On ne peut pas plaire à tout le monde, Les belles églises ne plurent pas à saint Bernard, qui jugeait tout ce luxe peu conforme à l'idéal chrétien de pauvreté et d'humilité. Inévitablement, les monastères clunisiens s'enrichissaient. De grands et puissants seigneurs leur faisaient des dons, s'y retiraient parfois au déclin de l'existence, et à leur mort laissaient au monastère une partie au moins de leur héritage. Avec la prospérité, la règle se relâchait. Tout doucement, Satan s'introduisait dans le cloître. Saint Bernard l'en chassa.
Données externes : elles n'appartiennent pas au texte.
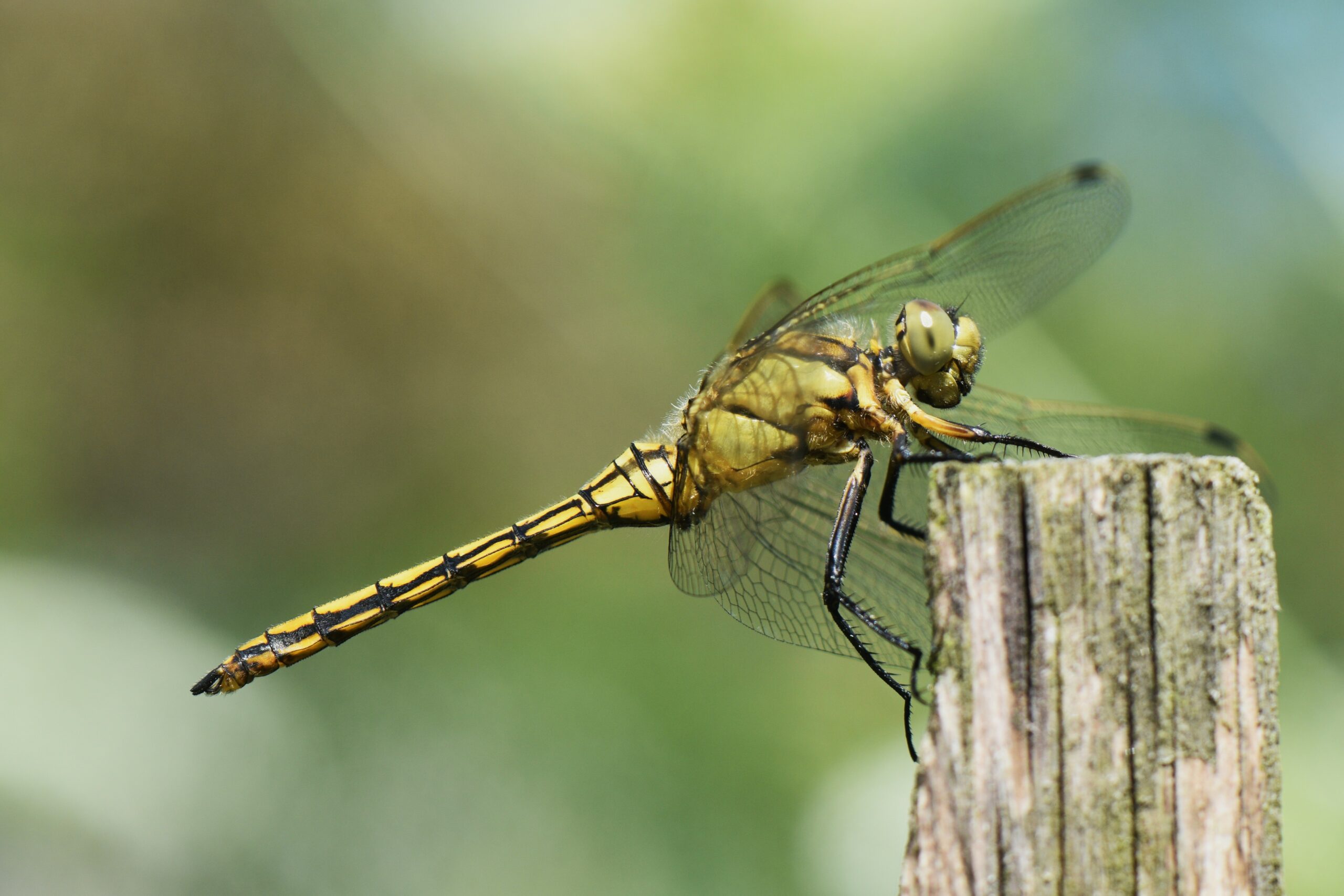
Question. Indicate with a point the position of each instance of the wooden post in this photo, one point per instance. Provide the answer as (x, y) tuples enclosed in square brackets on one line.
[(1104, 716)]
Dans la première moitié du douzième siècle, saint Bernard se retira à Cîteaux, où la règle bénédictine avait été rétablie dans toute sa rigueur, et il devint plus tard abbé de Clairvaux, en Champagne. Là, plus de belles églises ni de belle musique, ni de bon vin des vignes du Seigneur. De l'eau à peine rougie, des légumes cuits à l'eau, des vêtements grossiers et un travail pénible dans les champs du monastère. Même si une bonne partie du travail fut l'œuvre des frères convers, qui occupaient une place de moindre importance dans la hiérarchie monastique, il n'en reste pas moins que les cisterciens contribuèrent au défrichement et à la mise en culture de terres nouvelles dont, vu l'état de la technique agricole, le pays avait alors grand besoin.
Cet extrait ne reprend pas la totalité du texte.